Scott Fagan's debut album, South Atlantic Blues, is a genuine lost classic – a mystical, mythical and deeply soulful masterpiece. Recorded when Scott was just 21, virtually homeless and with pennies to his name, it was released in 1968 on ATCO Records but remained obscure, confounded by a series of frustrating near-misses. From being mentored by Doc Pomus to being discovered by Jasper Johns, Scott's incredible story and music unfolds on South Atlantic Blues, remastered and reissued for the first time ever on vinyl on Saint Cecilia Knows in association with Fagan's own lil'fish records.
Steeped in delicate psych, soul and resonant acoustic guitars "that stroke and stone you to the core" (Shindig), it's an epic song cycle about Fagan's hard-scrabble life in the Virgin Islands, where he was raised and lived until 19 before returning to his birthplace of New York City. A teenage prodigy, mentored and managed by songwriters Doc Pomus and Mort Shuman, Scott recorded early material for Columbia and Bert Berns' BANG label before signing with ATCO. In 1969, artist Jasper Johns discovered South Atlantic Blues in a cut-out bin, fell in love with the record, and used it as the inspiration for three artworks, known as Scott Fagan Record. The pieces are now housed in the permanent collections of MOMA, the Met and the Walker Art Center.

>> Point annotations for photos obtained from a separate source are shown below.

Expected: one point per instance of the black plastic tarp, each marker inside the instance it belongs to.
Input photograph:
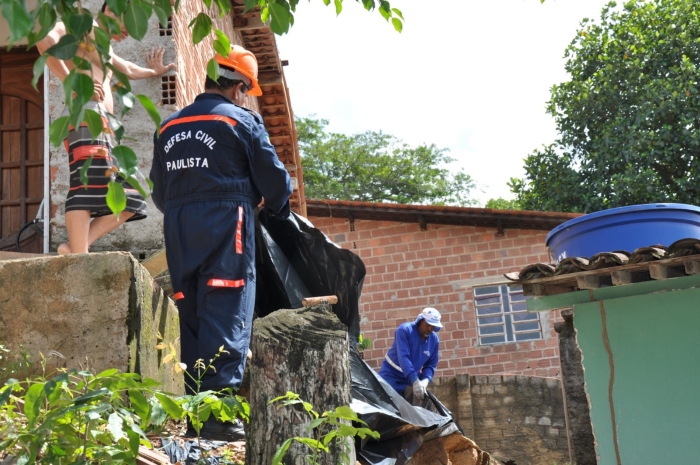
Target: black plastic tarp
(296, 260)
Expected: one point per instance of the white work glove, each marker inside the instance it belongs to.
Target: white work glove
(418, 389)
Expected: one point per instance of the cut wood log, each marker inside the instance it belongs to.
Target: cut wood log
(454, 449)
(151, 457)
(304, 351)
(326, 299)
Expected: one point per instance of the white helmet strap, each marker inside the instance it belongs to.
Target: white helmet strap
(234, 76)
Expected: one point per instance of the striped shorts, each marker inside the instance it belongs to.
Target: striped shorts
(93, 197)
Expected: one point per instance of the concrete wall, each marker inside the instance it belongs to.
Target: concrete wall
(408, 269)
(97, 311)
(137, 236)
(519, 418)
(144, 236)
(640, 356)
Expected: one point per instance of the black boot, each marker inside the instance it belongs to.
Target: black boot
(215, 430)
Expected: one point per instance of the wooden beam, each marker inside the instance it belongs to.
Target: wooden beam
(247, 22)
(593, 281)
(270, 78)
(692, 267)
(661, 271)
(621, 277)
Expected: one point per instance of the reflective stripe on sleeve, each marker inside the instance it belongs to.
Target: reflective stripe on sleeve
(226, 282)
(239, 239)
(386, 357)
(192, 119)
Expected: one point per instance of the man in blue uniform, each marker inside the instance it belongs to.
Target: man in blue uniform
(212, 165)
(413, 356)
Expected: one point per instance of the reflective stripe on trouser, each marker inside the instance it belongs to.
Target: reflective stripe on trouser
(217, 286)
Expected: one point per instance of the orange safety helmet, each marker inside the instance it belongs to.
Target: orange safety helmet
(243, 61)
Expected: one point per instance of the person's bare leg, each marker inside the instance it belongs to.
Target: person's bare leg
(78, 226)
(95, 229)
(106, 224)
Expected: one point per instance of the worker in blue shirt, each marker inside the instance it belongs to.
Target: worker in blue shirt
(413, 356)
(213, 164)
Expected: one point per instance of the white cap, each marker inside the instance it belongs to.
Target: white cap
(431, 316)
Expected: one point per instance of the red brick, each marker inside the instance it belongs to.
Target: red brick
(408, 269)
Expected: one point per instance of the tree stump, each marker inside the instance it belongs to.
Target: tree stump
(304, 351)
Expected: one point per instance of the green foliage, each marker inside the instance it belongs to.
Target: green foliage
(377, 167)
(629, 117)
(75, 417)
(78, 417)
(503, 204)
(330, 427)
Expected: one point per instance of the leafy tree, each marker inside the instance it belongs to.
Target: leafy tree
(628, 118)
(503, 204)
(34, 24)
(377, 167)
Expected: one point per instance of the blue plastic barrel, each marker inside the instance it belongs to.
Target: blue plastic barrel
(624, 228)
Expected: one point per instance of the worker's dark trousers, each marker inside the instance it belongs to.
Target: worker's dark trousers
(210, 248)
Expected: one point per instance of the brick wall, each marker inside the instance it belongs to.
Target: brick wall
(409, 269)
(519, 418)
(192, 59)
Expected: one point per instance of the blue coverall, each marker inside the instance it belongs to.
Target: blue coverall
(411, 356)
(212, 163)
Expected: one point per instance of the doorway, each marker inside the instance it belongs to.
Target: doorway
(21, 152)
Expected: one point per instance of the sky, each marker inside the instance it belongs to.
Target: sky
(472, 76)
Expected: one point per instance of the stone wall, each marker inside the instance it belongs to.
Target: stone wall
(93, 311)
(578, 408)
(408, 269)
(519, 418)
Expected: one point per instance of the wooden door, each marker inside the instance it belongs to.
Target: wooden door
(21, 150)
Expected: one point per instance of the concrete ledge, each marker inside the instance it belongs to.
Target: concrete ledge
(98, 311)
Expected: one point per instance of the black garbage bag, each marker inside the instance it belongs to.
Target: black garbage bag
(190, 452)
(295, 260)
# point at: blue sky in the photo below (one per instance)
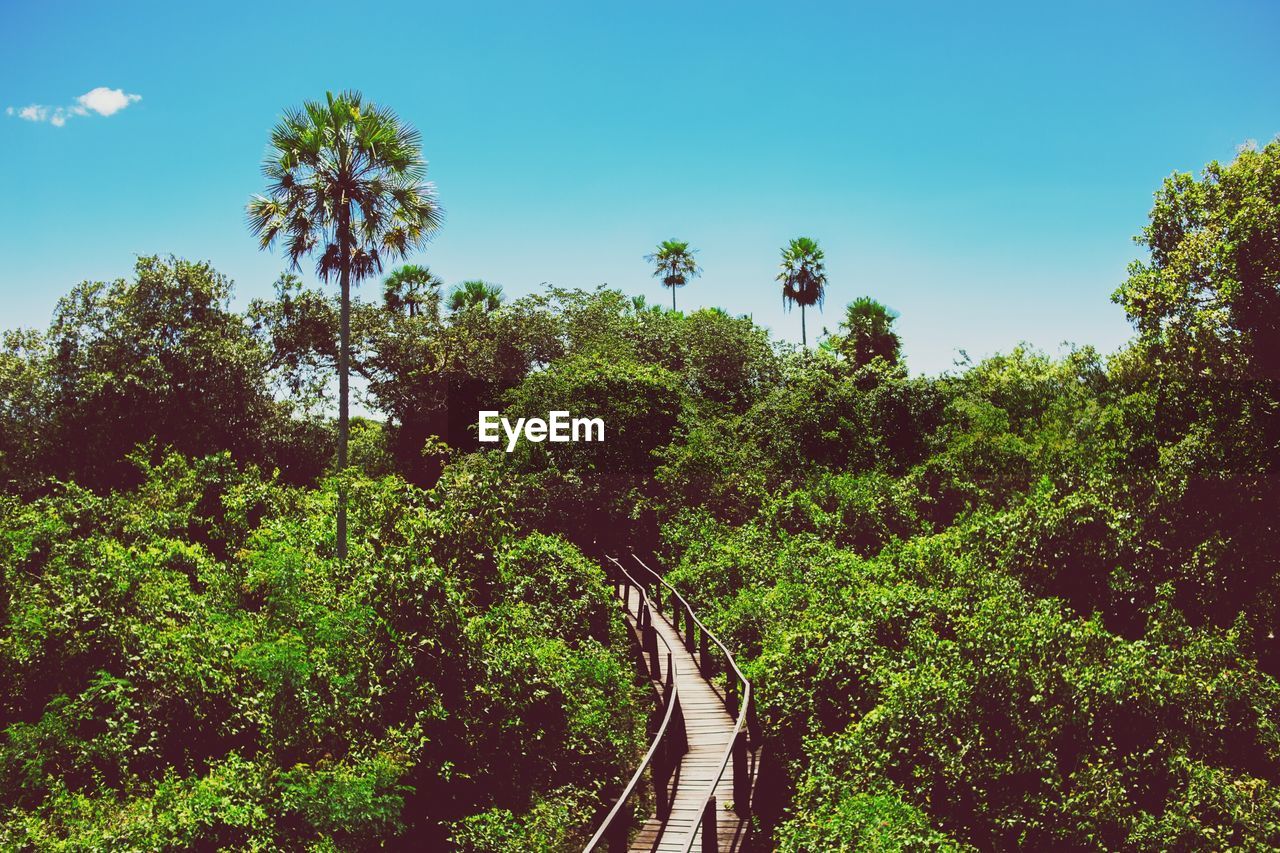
(981, 170)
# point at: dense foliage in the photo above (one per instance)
(1028, 603)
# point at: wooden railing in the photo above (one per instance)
(668, 744)
(671, 742)
(737, 703)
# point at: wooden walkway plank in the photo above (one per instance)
(709, 730)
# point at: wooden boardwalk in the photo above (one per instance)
(709, 731)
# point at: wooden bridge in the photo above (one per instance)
(696, 780)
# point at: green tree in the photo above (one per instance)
(673, 263)
(475, 295)
(346, 182)
(868, 333)
(412, 290)
(804, 277)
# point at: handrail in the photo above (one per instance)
(736, 747)
(671, 696)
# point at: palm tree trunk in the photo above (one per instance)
(343, 356)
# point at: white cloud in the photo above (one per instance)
(101, 100)
(32, 113)
(105, 101)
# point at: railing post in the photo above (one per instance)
(711, 844)
(618, 834)
(650, 647)
(680, 733)
(704, 664)
(741, 776)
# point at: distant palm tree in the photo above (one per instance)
(804, 278)
(869, 333)
(410, 290)
(346, 183)
(673, 263)
(475, 295)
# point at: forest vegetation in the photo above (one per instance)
(1028, 603)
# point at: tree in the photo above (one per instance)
(804, 278)
(1207, 300)
(869, 333)
(346, 183)
(673, 263)
(475, 295)
(412, 290)
(161, 356)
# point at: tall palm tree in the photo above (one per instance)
(475, 295)
(346, 185)
(804, 278)
(410, 288)
(673, 263)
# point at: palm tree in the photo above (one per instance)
(869, 333)
(346, 183)
(475, 295)
(410, 288)
(804, 278)
(673, 263)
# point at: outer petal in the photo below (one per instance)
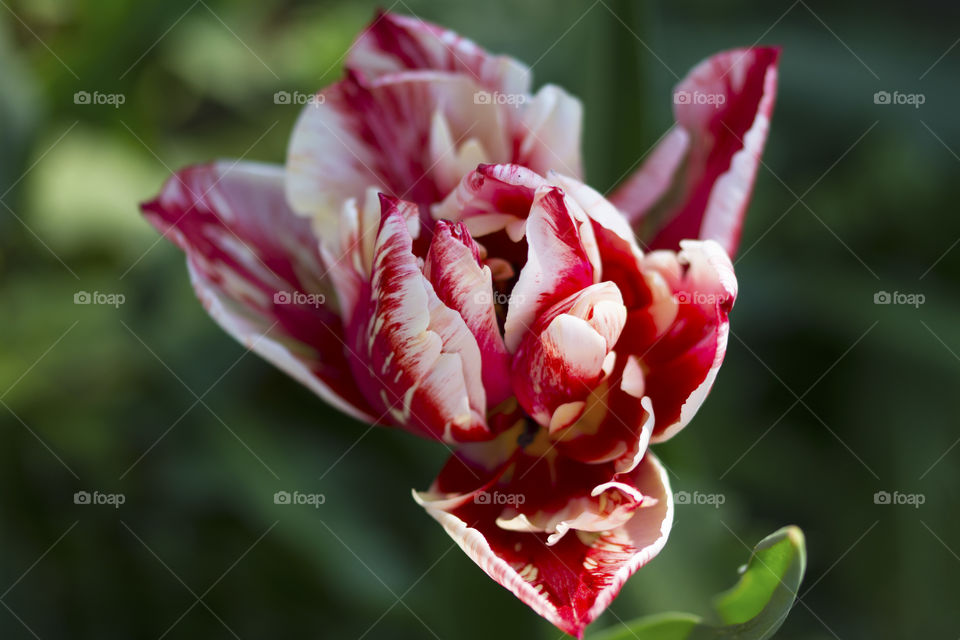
(453, 267)
(723, 110)
(395, 43)
(256, 268)
(562, 358)
(579, 538)
(551, 126)
(681, 335)
(399, 133)
(413, 356)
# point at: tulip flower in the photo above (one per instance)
(429, 259)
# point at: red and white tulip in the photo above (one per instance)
(475, 291)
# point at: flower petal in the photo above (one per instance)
(581, 536)
(723, 110)
(551, 124)
(492, 198)
(256, 268)
(394, 43)
(561, 359)
(562, 259)
(462, 283)
(682, 355)
(414, 357)
(393, 133)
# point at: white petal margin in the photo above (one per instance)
(708, 272)
(647, 532)
(642, 531)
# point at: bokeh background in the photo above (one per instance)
(825, 399)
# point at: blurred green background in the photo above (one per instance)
(825, 398)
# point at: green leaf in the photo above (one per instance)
(753, 609)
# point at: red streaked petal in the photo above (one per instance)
(561, 260)
(256, 268)
(682, 362)
(414, 357)
(550, 130)
(383, 133)
(723, 144)
(561, 359)
(492, 198)
(463, 284)
(394, 43)
(566, 575)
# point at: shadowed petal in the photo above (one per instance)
(413, 356)
(394, 43)
(256, 268)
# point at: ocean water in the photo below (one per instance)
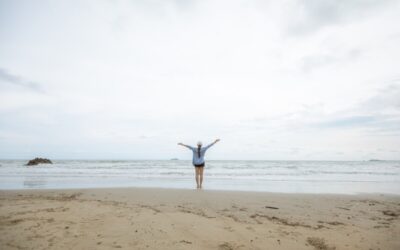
(270, 176)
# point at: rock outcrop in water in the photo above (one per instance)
(37, 161)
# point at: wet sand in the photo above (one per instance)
(138, 218)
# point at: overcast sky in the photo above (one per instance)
(275, 80)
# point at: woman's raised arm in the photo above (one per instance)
(181, 144)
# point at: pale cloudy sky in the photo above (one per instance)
(275, 80)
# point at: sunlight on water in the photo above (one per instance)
(271, 176)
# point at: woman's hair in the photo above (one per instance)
(198, 150)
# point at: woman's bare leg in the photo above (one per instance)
(197, 174)
(201, 176)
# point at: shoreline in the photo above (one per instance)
(157, 218)
(138, 188)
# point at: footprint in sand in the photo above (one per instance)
(225, 246)
(319, 243)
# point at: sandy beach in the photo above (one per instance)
(137, 218)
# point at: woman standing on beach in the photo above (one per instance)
(198, 160)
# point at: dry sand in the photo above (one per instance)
(135, 218)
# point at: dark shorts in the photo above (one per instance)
(199, 165)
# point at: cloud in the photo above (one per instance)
(312, 62)
(312, 15)
(8, 78)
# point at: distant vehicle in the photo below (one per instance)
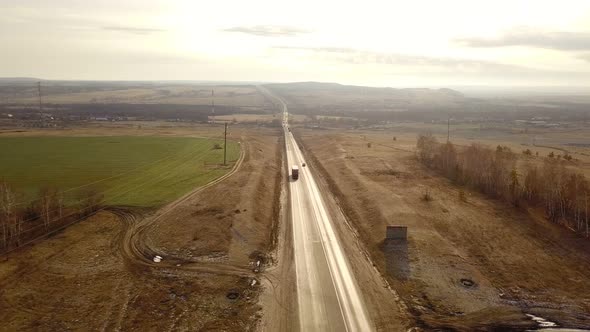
(295, 172)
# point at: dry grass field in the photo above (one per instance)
(518, 262)
(244, 96)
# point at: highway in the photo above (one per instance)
(328, 296)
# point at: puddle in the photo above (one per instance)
(541, 321)
(546, 325)
(232, 295)
(468, 283)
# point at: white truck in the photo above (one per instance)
(295, 172)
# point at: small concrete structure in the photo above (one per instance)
(396, 232)
(396, 252)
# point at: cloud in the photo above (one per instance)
(133, 30)
(268, 30)
(527, 36)
(357, 56)
(443, 67)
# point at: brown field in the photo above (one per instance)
(519, 262)
(99, 274)
(244, 96)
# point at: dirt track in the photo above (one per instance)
(518, 263)
(99, 274)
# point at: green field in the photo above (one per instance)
(128, 170)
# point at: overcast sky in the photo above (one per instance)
(381, 43)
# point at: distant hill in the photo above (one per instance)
(305, 97)
(315, 86)
(19, 79)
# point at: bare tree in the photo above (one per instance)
(11, 223)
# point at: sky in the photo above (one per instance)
(375, 43)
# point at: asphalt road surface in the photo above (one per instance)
(328, 297)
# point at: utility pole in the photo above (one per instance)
(225, 145)
(448, 128)
(39, 90)
(213, 104)
(40, 105)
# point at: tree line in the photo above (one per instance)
(500, 173)
(21, 221)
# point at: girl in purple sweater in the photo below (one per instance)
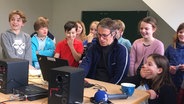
(144, 46)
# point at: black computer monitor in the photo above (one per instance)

Born on 52nd Street, Scott was the son of a sax player and singer who fraternized with jazz greats. That familial connection with music would come full circle when Fagan discovered he was the biological father of songwriter Stephin Merritt of the Magnetic Fields. They did not meet until the premiere of a documentary about Doc Pomus in 2013.
The initial pressing of the vinyl comes as a hand-numbered, 180-gram vinyl with a reproduction of Jasper Johns' 1970 lithograph, Scott Fagan Record, as cover art, and includes a digital download.